Now I think if most people found themselves on a road with a stalled vehicle, your natural inclination would be to approach a police car for help right?

If you've ever blown a tire or been stuck on the side of the road at night, it's a little scary and when a tow truck or a cop shows up you're relieved to see them, and the natural inclination is to go towards them assuming they're there to help you, not kill you.

Jonathan Ferrell killed by police in 2013
In fact you may recall that three years ago almost to the day that's exactly what happened back in September of 2013 when 24-year-old African-American Jonathan Ferrell, a former Florida A&M football player who got into a bad accident near Charlotte, NC, crawled out of the back window of his vehicle and knocked on the nearby home of a woman to seek help.

She called the cops and told them someone was trying to break in, officers from the Charlotte-Mecklenburg Police Department showed up, saw the injured Ferrell running toward them for help and promptly shot him with a taser before shooting him multiple times and killing him.

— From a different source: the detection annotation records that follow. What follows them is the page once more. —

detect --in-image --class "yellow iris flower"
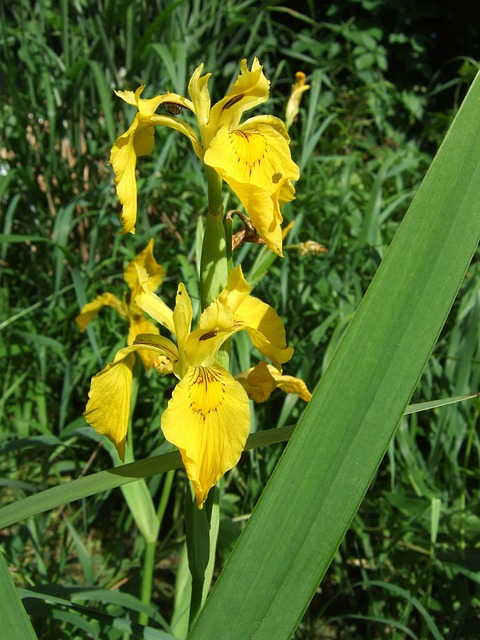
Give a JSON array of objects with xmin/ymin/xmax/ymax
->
[
  {"xmin": 75, "ymin": 238, "xmax": 165, "ymax": 369},
  {"xmin": 84, "ymin": 267, "xmax": 309, "ymax": 509},
  {"xmin": 110, "ymin": 58, "xmax": 299, "ymax": 255}
]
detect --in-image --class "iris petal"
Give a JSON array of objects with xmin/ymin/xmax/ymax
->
[{"xmin": 162, "ymin": 364, "xmax": 250, "ymax": 509}]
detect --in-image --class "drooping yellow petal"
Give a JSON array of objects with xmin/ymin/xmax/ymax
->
[
  {"xmin": 133, "ymin": 333, "xmax": 179, "ymax": 376},
  {"xmin": 162, "ymin": 364, "xmax": 250, "ymax": 509},
  {"xmin": 110, "ymin": 114, "xmax": 154, "ymax": 233},
  {"xmin": 267, "ymin": 365, "xmax": 312, "ymax": 402},
  {"xmin": 75, "ymin": 293, "xmax": 128, "ymax": 331},
  {"xmin": 110, "ymin": 86, "xmax": 203, "ymax": 233},
  {"xmin": 127, "ymin": 314, "xmax": 160, "ymax": 369},
  {"xmin": 83, "ymin": 347, "xmax": 135, "ymax": 460},
  {"xmin": 123, "ymin": 238, "xmax": 166, "ymax": 301},
  {"xmin": 208, "ymin": 58, "xmax": 270, "ymax": 136},
  {"xmin": 235, "ymin": 362, "xmax": 277, "ymax": 403},
  {"xmin": 285, "ymin": 71, "xmax": 310, "ymax": 128},
  {"xmin": 135, "ymin": 265, "xmax": 175, "ymax": 334}
]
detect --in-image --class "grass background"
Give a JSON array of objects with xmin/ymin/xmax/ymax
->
[{"xmin": 0, "ymin": 0, "xmax": 480, "ymax": 639}]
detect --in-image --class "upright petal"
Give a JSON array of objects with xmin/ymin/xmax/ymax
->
[
  {"xmin": 209, "ymin": 58, "xmax": 270, "ymax": 135},
  {"xmin": 135, "ymin": 265, "xmax": 175, "ymax": 334},
  {"xmin": 162, "ymin": 364, "xmax": 250, "ymax": 509},
  {"xmin": 173, "ymin": 282, "xmax": 193, "ymax": 367},
  {"xmin": 204, "ymin": 117, "xmax": 299, "ymax": 255}
]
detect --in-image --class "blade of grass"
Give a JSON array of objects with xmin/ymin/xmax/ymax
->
[
  {"xmin": 0, "ymin": 552, "xmax": 37, "ymax": 640},
  {"xmin": 0, "ymin": 393, "xmax": 472, "ymax": 529},
  {"xmin": 189, "ymin": 76, "xmax": 480, "ymax": 640}
]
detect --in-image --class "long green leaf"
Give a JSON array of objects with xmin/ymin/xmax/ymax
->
[
  {"xmin": 0, "ymin": 551, "xmax": 37, "ymax": 640},
  {"xmin": 189, "ymin": 72, "xmax": 480, "ymax": 640},
  {"xmin": 0, "ymin": 393, "xmax": 472, "ymax": 539}
]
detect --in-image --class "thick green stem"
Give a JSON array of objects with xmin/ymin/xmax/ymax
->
[
  {"xmin": 200, "ymin": 168, "xmax": 228, "ymax": 309},
  {"xmin": 138, "ymin": 540, "xmax": 157, "ymax": 625}
]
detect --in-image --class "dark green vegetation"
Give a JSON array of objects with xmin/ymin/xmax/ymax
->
[{"xmin": 0, "ymin": 1, "xmax": 480, "ymax": 638}]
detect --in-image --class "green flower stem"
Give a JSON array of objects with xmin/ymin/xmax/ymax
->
[
  {"xmin": 200, "ymin": 167, "xmax": 228, "ymax": 310},
  {"xmin": 185, "ymin": 487, "xmax": 220, "ymax": 630},
  {"xmin": 138, "ymin": 540, "xmax": 157, "ymax": 625},
  {"xmin": 138, "ymin": 470, "xmax": 175, "ymax": 625}
]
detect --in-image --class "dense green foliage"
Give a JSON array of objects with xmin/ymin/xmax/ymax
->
[{"xmin": 0, "ymin": 0, "xmax": 480, "ymax": 639}]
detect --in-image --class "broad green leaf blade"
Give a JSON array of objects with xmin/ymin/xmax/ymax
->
[
  {"xmin": 189, "ymin": 77, "xmax": 480, "ymax": 640},
  {"xmin": 0, "ymin": 426, "xmax": 294, "ymax": 529},
  {"xmin": 0, "ymin": 551, "xmax": 37, "ymax": 640}
]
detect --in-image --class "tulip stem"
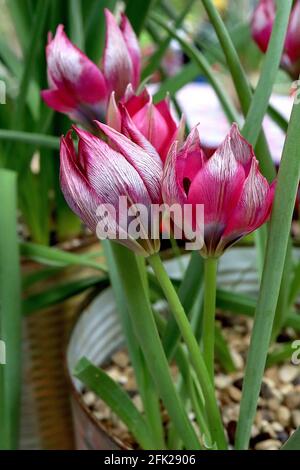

By the way that incident took place on September 16, 2013 three days before the full moon.

Now I'm not ascribing all these events to the full moon, plenty of bad stuff happens when the moon isn't full, but I wanted to share the strange frequency with which unusual events tend to happen around the full moon - ask a cop or an EMT about it.

Like the bizarre shooting rampage that took place Friday night in Philadelphia that left an innocent woman dead and two police officers and three civilians injured.

Just this afternoon a man was shot and killed at the intersection of Stuyvesant Avenue and Marion Street the West Ward of Trenton, NJ; less than a mile from the spot where city Councilman Duncan Harrison called for action against gun violence last week.

And so 40-year-old Terrence Crutcher of Tulsa, Oklahoma joins the list of The Counted, one of 41 people killed by police in the United States this month - one of 772 to be killed by law enforcement this year.

Anyway, let's all hope that the two explosions that took place in New Jersey and New York on Saturday don't have anything to do with random acts of terror connected with ISIS; the full moon is nice to look at, but some of the things that happen under the light of that full moon aren't always so pretty.